What's more, taking a seat on the board would entangle Kerkorian in the company's restrictions on insider trades. GM's rules prohibit board members from selling stock during their service except when they are exercising options. And, with York on the board, Kerkorian also would have to adhere to U.S. securities laws that state he may buy or sell only during certain periods. All of the above would make it tougher for Kerkorian to liquidate his investment in the auto maker. "You have a much greater range of action if you're an outsider," says Guiffra.
MOUNTAIN OF CASH
So what might Kerkorian do instead of using the board to push his agenda? Acquiring more stock might get him the results he wants faster than waiting for a wholesale restructuring to materialize. That in turn would give him more voting shares; such clout could convince big GM shareholders such as Capital Research & Management and Southeastern Capital to join the Kerkorian camp, says Phillippi.

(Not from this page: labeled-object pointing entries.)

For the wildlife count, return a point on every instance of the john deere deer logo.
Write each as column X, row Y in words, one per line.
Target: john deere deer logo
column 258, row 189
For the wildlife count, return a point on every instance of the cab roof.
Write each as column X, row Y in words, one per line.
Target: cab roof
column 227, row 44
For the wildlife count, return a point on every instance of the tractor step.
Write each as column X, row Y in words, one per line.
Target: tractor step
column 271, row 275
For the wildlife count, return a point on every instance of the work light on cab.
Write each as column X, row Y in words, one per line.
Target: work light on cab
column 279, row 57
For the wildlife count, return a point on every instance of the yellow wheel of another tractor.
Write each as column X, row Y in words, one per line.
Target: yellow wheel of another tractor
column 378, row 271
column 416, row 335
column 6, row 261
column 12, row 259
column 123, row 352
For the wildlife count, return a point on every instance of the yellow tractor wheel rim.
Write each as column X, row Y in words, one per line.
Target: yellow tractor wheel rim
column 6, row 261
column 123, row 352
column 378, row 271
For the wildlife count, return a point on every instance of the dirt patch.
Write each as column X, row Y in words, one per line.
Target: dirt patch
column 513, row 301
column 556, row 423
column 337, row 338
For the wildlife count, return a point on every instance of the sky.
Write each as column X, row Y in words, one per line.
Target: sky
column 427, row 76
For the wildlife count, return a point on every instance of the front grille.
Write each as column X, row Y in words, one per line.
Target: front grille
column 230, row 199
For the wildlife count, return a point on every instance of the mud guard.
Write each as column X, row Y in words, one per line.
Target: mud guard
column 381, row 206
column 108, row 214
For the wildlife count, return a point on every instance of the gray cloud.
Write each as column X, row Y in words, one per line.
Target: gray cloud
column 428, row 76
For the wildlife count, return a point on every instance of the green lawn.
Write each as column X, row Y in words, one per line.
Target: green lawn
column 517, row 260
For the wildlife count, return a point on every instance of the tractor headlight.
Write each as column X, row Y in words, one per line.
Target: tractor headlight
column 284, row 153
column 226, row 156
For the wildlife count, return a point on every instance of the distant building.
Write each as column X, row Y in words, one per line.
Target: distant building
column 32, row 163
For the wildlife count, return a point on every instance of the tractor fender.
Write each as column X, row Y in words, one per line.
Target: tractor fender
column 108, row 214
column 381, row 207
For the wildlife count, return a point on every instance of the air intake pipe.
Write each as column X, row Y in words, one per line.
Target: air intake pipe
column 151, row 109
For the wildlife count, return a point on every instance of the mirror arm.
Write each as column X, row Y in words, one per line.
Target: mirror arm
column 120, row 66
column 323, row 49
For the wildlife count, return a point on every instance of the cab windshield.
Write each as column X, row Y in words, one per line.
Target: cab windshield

Those three shareholders would have a 32% combined stake. "These investors bought stock based on a belief that a turnaround is in the offing," Phillippi says. "If something doesn't happen, I could see some siding with Kerkorian."
Then, presumably, Kerkorian would pressure management into using its mountain of cash to fund a major restructuring, buy back stock, or pay him to go away. After all, despite its problems, GM has $19 billion in cash. And that hoard could get a lot bigger if Wagoner sells a majority stake in the hugely profitable General Motors Acceptance Corp. lending arm as he said he might on Oct. 17. Offloading 60% of GMAC would bring in about $12 billion in cash, says Sanford C. Bernstein & Co. analyst Brian Johnson.
A Kerkorian proxy could still end up on GM's board. That would be more likely if Wagoner's restructuring steps -- closing plants, reviving the vehicle lineup, winning more union concessions -- don't go as far as Kerkorian is expecting. If Wagoner doesn't deliver a credible plan by the end of the year, look out.